I ran XBench on a 7,200 rpm spinner. The result was 80. I ran XBench on my main drive: a 120 Gb Samsung EVO SSD mounted on a PCIe card. The result was 767. I ran XBench on the Toshiba mounted on the sled in the normal hard drive bay. The result was a disappointing 314.
Today, the SCAN delivery arrived. I took the £11 adapter out and replaced the Toshiba Q300 in the new £16 adapter. The XBench result was 430.
Does this seem right? That an adapter that is basically just a simple double-ended plug should yield such a different result?
Three things are going to have the most effect on your benchmarking: the drive, the bridge chip, and the computer interface.
Firewire is usually pretty easy to quantify, either 400 or 800 mbit. USB can vary greatly depending on the computer and the type, USB1 is 12, 2 is u to 480, usb3 5gbit, 100t ethernet is 100 and gig is 1gbit. I divide those numbers by 9 for a fair speed estimate. Older computers do quite poorly on USB due to processor overhead, sometimes cutting speed down by 30-50%. (PPC macs running USB2 generally never get faster than 26MB/sec) Thunderbolt is usually faster than whatever drive you are using, until you get into fast SSDs on both ends.
The bridge chip in use can have a dramatic effect on transfer speed, especially on USB, which USB2 typically clocks very close to FW400, at 39MB/sec.

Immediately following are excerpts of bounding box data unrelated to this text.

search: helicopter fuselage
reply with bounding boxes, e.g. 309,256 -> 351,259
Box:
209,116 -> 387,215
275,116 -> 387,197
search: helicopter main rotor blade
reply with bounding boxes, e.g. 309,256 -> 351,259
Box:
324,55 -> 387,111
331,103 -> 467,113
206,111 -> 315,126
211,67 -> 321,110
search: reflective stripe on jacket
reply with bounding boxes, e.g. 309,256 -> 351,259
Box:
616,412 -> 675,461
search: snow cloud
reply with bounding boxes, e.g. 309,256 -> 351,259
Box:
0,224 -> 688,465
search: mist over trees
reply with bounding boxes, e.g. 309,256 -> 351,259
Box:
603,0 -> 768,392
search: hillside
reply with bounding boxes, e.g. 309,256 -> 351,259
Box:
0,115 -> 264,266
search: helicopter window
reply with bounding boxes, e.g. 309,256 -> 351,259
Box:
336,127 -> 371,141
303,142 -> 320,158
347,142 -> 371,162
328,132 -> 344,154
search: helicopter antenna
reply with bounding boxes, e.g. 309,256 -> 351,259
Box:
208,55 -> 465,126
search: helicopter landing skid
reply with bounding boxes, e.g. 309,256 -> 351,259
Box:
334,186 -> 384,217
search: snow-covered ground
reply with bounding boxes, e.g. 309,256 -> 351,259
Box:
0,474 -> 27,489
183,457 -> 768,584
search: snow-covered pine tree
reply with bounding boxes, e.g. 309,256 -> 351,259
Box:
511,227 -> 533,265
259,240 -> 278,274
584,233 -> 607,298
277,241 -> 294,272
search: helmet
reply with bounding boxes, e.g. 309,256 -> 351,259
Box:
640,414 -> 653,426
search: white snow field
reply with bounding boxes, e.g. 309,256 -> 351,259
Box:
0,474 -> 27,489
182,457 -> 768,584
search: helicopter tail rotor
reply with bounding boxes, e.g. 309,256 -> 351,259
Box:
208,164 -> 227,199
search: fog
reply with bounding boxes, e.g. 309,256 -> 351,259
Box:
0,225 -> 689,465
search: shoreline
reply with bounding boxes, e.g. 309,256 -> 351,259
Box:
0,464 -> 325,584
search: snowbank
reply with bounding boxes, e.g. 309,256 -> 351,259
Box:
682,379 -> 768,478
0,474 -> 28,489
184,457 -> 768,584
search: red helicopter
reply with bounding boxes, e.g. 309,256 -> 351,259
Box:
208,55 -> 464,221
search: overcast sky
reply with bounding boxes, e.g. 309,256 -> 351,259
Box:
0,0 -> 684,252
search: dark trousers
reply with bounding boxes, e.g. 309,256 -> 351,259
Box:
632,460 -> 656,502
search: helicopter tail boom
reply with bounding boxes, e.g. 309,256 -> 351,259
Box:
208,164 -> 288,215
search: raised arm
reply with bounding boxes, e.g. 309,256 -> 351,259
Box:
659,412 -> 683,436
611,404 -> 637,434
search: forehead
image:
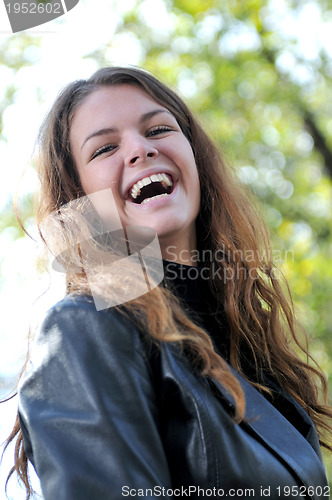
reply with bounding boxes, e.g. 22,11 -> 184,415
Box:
72,84 -> 166,125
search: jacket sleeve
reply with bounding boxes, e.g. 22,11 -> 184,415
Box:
19,298 -> 171,500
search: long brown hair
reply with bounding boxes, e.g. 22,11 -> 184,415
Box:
3,67 -> 332,497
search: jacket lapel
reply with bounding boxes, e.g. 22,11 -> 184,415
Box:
212,368 -> 327,492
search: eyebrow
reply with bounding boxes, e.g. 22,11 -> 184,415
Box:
81,109 -> 173,149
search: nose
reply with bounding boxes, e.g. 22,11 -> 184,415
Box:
125,137 -> 158,166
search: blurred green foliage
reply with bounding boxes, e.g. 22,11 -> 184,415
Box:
0,0 -> 332,477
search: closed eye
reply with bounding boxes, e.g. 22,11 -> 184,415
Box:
146,125 -> 173,137
91,144 -> 116,160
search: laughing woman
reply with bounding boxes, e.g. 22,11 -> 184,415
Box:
3,67 -> 332,500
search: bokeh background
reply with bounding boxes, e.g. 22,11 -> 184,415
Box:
0,0 -> 332,500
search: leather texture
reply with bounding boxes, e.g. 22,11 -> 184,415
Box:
19,296 -> 328,500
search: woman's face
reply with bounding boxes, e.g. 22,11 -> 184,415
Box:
70,84 -> 200,251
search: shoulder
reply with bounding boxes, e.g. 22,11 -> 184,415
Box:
26,295 -> 151,376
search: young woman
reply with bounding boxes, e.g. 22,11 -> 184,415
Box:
3,67 -> 332,500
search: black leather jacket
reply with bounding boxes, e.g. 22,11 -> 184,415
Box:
19,296 -> 329,500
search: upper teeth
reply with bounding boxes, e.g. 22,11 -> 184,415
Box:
130,173 -> 173,199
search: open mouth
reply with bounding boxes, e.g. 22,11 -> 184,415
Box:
128,173 -> 174,205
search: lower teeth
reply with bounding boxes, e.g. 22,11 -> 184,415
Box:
141,193 -> 168,205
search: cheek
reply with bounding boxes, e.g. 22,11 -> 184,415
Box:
80,168 -> 118,194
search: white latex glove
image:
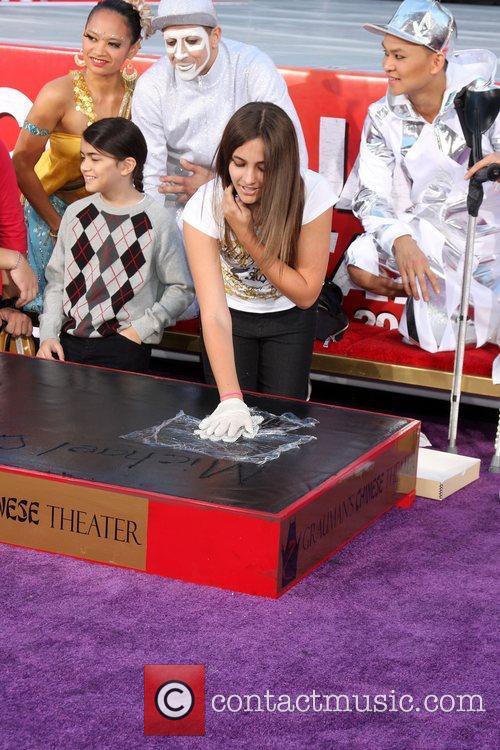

The most common speeds I've seen USB2 run at are 18, 26, or 36MB/sec, and a few as slow as 8 or 12. The good new ones run closer to 38-39.
So there's a lot of chance for variation, and your adapter can make a huge difference. Most hard drives will move at least 79MB/sec, 130-ish is more common. SSD-to-SSD copies can be frighteningly fast. I have a lacie SSD on thunderbolt that copies gigabyte size files to my retina in Finder so fast that the progress window never appears. Makes my gigabit ethernet connection looks low.
Also keep in mind that some reviewers are NOT good judges of speed, since they may be comparing against crap for hardware. You really need to overlook "fast!" and look for hard numbers. I have one of those adapters with several ends on it in the bag - it's not too fast but it's handy. I have a faster one I keep at my desk that has a less transportable power adapter.